By  on February 9, 2006

NEW YORK — VF Corp. turned in a third consecutive year of rising sales and record earnings in 2005, propelled by growing sales in its outdoor apparel and equipment segment.

"Clearly, we put in place a platform for solid, sustainable growth in both sales and profits," Mackey McDonald, president and chief executive officer of the Greensboro, N.C., manufacturing giant, said during the company's conference call. "All the pieces are in place for another excellent year in 2006."

For the three months ended Dec. 31, earnings rose 1.7 percent to $127.5 million, or $1.13 a diluted share, from $125.3 million, or $1.10 a share, in the same period a year ago. Earlier this month, VF announced it would include the impact of stock-option expenses in its accounting for the quarter. The new accounting practices negatively affected earnings by $5 million, or 3 cents a share, in the quarter.

Revenues for the three-month period increased 4.2 percent to $1.65 billion. The firm's acquisition of active lifestyle brands over the past two years continues to pay dividends, with its outdoor apparel and equipment segment again posting gains of 22.9 percent to $343.9 million.

Eric Wiseman, executive vice president of global brands, said during the call that much of the segment's growth has come organically, and the North Face led the pack with a 25 percent revenue gain during the quarter. Wiseman also noted that the company's most recent acquisition, Reef, contributed $50 million to revenue.

"I'm actually not at all anxious about the outdoor coalition running out of steam," Wiseman said in response to a question from an analyst. "The brands we have acquired, like Vans and Reef, have unbelievable potential to get into the apparel business."

Four out of the company's six business coalitions reported revenue gains for the quarter.

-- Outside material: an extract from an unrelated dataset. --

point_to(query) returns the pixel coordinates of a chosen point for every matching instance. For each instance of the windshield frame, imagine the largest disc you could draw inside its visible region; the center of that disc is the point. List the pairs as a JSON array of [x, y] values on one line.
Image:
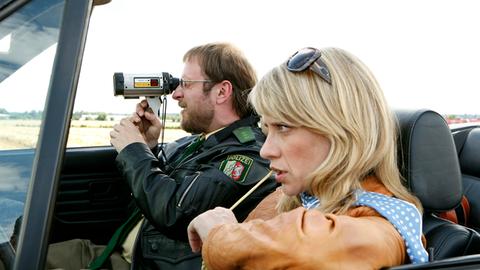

Jeanswear, the company's oldest and largest segment, which includes the Lee and Wrangler brands, had a 1 percent revenue gain to $686.8 million. Turning around the Lee jeans business, which had declining revenues during the quarter, remains one of the biggest challenges facing the jeanswear segment. Lee is engaging in a new print marketing program touting the brand's fit and is focusing its efforts on the female consumer."I can't promise that the turnaround will be quick, but we do expect better top-line comparisons at Lee by the second half of 2006," said Wiseman.

Imagewear reported a 1.6 percent revenue gain to $234.6 million, Intimate apparel revenues fell 1.2 percent to $183.6 million and the Sportswear segment revenues inched down 0.4 percent to $182.9 million.

For the year, earnings rose 6.7 percent to $506.7 million, or $4.44 a share, compared with $474.7 million, or $4.21 a share, in 2004. The early adoption of stock-option expense accounting had a more dramatic impact on full-year results however. The company recorded a $27 million noncash expense related to stock options for the year, which translated into a hit of 15 cents a share on earnings. This was compounded by a one-time adjustment of 10 cents a share.

Revenues for the year rose 6.2 percent to $6.5 billion. The outdoor segment again led the way, with revenues up 43.8 percent to $1.45 billion from $1.01 billion. Sportswear had a gain of 5.2 percent to $650.8 million, while Imagewear revenues rose 4.6 percent to $805.8 million. Revenues for the intimate apparel segment experienced the steepest decline, falling 6.4 percent to $848.2 million. Jeanswear revenues dipped 0.3 percent to $2.70 billion.

With almost $300 million in cash on hand, analysts sought to gain insight into the company's next acquisition target. In his opening remarks, McDonald described the acquisition environment as "quite competitive." There was some indication that future acquisitions would likely have a retail component to them, as the company has made expanding retail operations a new platform in its growth strategy.

"Our owned-retail represents about 13 percent of our revenue and we expect by 2009 to add over 400 stores ... and increase that to about 18 percent of revenue, and that's excluding any acquisitions," said Wiseman. "Actually, most of the lifestyle brands we have acquired in the last three years did bring with them a strong retail component."

For 2006, management expects to achieve 6 to 8 percent revenue growth, half of that coming through growth of existing businesses.